“No single entity has the resources or authority” to solve complex, social problems. Instead, effective solutions require a clear understanding of the problem by stakeholders “who must then change their own behaviour in order to create a solution.” To be more precise, “large-scale social change requires broad, cross-sectoral coordination.”
These statements were made by John Kania & Mark Kramer in their article entitled, “Collective Impact”, published by the Stanford Social Innovation Review, Winter 2011. On at least three occasions recently, this article has been recommended as a “must read” for Children and Youth Services Network members and community partners.
Kania & Kramer state that although collaboration among organizations has been ongoing for decades, not much has been achieved in terms of long-term, systemic solutions to social problems. They also argue that, in the past, independent action or “Isolated Impact” has been the focus. The authors go on to describe a collaboration continuum that places “Collective Impact” at the highest level.

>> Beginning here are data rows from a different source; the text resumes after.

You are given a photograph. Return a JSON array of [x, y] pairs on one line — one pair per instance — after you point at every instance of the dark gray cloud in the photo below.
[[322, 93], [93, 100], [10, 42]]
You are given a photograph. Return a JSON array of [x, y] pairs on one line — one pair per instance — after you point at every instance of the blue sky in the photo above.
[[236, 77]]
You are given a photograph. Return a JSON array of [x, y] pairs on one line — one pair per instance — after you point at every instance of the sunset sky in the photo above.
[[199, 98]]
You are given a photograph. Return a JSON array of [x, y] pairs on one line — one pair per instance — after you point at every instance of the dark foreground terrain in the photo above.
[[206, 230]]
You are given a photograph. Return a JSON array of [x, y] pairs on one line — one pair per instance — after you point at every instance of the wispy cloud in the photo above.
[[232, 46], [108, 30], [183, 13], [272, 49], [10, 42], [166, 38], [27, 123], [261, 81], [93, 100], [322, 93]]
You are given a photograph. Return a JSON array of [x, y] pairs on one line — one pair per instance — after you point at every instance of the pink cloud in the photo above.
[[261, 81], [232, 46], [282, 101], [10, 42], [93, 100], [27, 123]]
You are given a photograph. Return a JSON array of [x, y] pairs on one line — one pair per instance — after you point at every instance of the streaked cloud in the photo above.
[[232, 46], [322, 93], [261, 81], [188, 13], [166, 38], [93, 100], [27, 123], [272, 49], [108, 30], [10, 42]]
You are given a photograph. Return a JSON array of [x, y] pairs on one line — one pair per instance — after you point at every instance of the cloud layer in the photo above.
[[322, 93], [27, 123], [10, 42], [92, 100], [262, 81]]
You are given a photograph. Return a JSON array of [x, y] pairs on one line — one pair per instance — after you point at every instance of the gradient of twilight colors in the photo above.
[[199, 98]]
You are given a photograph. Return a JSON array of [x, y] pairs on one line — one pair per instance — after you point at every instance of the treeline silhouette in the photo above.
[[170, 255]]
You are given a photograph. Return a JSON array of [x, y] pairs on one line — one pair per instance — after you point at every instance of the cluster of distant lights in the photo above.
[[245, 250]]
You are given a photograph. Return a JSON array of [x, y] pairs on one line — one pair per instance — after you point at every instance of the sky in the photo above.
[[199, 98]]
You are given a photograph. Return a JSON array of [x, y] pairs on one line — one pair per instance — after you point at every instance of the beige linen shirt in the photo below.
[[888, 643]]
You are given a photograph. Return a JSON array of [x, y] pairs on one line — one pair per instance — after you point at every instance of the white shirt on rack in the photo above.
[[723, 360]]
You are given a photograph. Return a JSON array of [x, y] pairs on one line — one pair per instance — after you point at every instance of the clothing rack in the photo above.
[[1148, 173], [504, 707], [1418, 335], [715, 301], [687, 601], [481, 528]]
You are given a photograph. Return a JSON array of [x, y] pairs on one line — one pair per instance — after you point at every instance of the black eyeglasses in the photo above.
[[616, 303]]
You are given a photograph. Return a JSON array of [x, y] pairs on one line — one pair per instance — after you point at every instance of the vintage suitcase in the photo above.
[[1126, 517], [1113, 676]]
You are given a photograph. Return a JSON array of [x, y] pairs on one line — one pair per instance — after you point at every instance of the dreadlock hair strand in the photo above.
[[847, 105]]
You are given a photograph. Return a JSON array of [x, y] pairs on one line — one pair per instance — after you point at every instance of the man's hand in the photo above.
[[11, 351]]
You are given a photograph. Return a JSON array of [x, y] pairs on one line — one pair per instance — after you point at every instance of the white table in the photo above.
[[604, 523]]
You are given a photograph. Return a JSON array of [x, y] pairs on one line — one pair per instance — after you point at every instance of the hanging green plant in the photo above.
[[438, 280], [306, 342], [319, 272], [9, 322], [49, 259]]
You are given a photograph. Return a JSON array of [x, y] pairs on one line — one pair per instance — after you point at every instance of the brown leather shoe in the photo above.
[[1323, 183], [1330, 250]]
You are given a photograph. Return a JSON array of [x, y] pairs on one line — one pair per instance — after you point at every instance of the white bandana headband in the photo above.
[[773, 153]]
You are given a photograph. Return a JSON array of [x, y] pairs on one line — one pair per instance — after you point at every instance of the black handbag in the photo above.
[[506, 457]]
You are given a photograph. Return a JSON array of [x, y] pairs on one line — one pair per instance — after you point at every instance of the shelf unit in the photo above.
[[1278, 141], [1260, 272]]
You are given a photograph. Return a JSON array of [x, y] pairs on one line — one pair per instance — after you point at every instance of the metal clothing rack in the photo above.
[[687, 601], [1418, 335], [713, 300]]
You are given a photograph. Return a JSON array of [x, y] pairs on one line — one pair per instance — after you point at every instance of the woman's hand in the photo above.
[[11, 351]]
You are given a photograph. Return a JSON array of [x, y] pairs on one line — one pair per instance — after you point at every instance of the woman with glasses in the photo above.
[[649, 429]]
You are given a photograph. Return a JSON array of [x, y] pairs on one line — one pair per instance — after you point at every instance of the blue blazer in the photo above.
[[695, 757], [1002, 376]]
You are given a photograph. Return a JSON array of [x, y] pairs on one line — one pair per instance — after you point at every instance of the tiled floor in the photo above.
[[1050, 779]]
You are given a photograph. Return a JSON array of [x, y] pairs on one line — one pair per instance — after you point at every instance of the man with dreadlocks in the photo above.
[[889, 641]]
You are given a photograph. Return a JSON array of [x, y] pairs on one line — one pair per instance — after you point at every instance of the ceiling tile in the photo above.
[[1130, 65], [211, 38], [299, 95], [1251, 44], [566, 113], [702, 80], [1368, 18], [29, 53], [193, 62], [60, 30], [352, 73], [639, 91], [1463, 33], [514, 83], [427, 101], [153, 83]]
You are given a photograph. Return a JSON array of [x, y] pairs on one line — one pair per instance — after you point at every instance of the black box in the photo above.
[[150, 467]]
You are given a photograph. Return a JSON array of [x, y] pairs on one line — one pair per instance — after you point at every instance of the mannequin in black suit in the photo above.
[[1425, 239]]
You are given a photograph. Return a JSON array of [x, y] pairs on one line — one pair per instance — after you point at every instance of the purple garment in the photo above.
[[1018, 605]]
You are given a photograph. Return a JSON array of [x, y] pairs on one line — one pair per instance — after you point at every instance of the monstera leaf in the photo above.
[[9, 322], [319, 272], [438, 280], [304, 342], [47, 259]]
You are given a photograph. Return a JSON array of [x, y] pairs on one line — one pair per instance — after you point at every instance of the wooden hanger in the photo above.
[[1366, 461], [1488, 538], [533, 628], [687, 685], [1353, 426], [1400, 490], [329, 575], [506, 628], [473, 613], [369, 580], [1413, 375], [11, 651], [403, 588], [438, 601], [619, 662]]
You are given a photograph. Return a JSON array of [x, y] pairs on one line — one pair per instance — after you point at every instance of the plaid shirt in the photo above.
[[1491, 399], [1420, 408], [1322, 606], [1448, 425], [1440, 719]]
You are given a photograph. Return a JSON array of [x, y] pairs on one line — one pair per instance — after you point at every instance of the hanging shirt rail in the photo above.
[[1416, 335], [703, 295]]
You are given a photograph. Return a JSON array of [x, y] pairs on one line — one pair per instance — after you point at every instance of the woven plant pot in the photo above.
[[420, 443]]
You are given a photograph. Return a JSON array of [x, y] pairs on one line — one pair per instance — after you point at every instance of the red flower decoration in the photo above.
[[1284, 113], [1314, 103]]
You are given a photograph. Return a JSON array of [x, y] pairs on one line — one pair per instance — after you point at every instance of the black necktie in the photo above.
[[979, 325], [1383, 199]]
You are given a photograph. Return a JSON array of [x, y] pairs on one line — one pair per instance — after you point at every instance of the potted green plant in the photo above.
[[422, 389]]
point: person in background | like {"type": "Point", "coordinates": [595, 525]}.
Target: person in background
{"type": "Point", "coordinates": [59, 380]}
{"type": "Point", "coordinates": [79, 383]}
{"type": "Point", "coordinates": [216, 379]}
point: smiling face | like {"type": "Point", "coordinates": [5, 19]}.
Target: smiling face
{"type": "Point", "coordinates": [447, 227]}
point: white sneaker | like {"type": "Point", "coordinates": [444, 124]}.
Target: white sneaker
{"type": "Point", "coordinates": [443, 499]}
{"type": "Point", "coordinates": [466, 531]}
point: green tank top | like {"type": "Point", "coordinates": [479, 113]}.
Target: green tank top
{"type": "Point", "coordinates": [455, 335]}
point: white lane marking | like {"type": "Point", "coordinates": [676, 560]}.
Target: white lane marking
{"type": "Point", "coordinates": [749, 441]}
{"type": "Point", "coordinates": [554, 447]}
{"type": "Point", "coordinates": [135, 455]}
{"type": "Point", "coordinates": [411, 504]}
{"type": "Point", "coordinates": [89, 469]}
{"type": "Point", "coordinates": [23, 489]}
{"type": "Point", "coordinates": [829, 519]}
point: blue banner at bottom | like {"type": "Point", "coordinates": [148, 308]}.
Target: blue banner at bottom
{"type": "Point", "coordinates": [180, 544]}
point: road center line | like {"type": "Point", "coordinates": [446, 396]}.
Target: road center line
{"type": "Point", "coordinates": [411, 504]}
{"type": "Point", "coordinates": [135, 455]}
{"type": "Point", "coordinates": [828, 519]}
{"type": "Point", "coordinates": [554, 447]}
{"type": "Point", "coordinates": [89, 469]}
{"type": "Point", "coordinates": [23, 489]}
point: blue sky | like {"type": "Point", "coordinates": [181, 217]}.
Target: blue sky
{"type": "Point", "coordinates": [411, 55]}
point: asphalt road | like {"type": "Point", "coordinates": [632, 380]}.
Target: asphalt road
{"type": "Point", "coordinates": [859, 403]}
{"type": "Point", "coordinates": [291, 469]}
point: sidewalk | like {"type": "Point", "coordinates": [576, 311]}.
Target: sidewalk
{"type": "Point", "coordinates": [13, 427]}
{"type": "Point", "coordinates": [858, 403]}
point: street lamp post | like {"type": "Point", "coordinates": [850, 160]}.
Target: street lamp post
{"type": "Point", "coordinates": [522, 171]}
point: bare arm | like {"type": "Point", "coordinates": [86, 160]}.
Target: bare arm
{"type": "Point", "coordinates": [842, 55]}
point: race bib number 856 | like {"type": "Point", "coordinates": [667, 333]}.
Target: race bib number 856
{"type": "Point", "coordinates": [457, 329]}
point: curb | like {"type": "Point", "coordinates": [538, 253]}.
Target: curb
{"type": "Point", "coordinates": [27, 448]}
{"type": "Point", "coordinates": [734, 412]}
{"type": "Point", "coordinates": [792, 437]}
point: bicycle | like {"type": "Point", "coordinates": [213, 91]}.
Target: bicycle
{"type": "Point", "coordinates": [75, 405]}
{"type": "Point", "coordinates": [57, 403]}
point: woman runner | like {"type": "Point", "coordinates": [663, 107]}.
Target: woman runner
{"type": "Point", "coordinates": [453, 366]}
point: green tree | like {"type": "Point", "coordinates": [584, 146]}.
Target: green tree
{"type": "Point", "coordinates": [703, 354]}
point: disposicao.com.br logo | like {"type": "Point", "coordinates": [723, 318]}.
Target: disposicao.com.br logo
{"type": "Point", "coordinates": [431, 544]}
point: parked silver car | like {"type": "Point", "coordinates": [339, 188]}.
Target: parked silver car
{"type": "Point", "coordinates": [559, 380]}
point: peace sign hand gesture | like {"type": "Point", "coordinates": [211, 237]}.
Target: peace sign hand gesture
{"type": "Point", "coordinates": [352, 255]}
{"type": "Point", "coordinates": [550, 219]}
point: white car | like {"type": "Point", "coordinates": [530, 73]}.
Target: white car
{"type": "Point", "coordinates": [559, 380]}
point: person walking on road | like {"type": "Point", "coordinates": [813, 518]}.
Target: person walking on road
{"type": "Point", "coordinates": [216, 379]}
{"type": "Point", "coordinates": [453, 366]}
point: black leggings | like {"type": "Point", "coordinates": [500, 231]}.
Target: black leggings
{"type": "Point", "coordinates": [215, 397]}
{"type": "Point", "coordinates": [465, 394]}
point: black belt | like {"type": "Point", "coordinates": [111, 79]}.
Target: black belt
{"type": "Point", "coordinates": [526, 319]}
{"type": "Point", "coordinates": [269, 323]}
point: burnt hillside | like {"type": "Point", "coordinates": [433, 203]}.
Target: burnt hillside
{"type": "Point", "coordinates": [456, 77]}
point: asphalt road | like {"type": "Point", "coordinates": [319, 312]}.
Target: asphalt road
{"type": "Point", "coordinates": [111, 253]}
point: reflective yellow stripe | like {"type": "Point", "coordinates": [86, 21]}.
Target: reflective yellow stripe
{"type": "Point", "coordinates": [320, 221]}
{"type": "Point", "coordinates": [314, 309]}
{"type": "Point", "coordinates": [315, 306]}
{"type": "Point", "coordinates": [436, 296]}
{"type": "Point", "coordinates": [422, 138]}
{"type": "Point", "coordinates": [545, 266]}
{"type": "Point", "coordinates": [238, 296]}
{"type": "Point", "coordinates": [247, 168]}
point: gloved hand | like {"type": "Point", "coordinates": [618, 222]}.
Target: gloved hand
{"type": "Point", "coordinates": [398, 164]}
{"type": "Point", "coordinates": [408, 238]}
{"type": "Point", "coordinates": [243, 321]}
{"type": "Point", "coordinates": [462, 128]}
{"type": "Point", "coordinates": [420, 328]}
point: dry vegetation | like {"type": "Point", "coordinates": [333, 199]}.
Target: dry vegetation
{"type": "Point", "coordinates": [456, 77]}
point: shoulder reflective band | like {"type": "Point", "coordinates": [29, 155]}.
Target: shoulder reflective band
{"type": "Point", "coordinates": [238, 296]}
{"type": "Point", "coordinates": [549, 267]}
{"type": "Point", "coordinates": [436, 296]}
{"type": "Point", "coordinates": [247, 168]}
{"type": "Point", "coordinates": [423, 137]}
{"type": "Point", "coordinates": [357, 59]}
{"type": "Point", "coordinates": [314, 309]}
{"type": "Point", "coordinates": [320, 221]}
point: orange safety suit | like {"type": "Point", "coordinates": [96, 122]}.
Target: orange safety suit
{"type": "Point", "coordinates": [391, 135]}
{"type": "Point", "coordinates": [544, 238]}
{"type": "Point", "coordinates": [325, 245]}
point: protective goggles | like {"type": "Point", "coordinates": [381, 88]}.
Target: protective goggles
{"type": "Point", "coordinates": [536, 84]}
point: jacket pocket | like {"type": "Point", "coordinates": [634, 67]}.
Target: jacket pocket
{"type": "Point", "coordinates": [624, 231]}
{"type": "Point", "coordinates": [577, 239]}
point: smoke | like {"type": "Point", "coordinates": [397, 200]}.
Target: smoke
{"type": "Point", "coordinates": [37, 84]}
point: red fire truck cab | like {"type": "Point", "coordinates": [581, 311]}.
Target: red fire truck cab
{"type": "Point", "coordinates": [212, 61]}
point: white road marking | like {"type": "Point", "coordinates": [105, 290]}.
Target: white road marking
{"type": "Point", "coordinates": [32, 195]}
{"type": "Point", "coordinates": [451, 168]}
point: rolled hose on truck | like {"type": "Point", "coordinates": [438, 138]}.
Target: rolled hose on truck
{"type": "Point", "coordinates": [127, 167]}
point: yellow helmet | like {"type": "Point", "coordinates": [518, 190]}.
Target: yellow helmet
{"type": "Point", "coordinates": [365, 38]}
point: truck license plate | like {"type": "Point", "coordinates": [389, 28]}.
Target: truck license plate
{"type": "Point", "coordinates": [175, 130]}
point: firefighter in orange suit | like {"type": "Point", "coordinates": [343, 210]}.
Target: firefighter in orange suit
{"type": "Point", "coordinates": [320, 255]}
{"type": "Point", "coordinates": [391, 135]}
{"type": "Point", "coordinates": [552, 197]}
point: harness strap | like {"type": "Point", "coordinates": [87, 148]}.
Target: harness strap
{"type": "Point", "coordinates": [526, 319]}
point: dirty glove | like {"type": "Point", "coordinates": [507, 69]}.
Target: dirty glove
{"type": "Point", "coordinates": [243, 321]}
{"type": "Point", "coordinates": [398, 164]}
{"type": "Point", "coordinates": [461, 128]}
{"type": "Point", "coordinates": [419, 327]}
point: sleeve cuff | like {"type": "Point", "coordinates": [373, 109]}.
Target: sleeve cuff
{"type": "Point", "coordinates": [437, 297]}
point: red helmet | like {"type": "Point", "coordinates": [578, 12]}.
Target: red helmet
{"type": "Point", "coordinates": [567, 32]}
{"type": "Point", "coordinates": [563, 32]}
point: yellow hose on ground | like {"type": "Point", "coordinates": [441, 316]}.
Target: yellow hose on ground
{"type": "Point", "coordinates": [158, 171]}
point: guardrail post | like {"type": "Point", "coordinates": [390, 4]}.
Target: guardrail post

Five conditions of collective success distinguish “Collective Impact” from lower level collaborative relationships:
- Common Agenda – a shared vision for change, a common understanding of the problem and a joint approach to solving it through agreed upon actions.
- Shared Measurement Systems – agreement among partner organizations on the ways success will be measured and reported.
- Mutually Reinforcing Activities – each partner organization is encouraged to contribute by engaging in the specific types of action that it is good at.
- Continuous Communication – includes regular meetings among those in high level positions, constant flow of information between meetings, consistent attendance, a common vocabulary and the existence of trust between government agencies, non-profits and corporations.
- Backbone Support Organizations – highly structured processes that contribute to effective decision-making, and the existence of a “backbone organization” that can provide supporting infrastructure.
While many of these conditions were incorporated into the CYSN Terms of Reference during the 2012 restructure, it would be a worthwhile exercise for the Network to identify what it is not and should be doing from this list of conditions.
Areas such as communication, engagement, and measurement are all being pursued and strengthened as the CYSN membership works its way towards a higher level of cross-sectoral collaboration. Ultimately, this collective action will lead to greater success in achieving shared goals and objectives and having a significant impact upon our service system from the perspective of children, youth and families.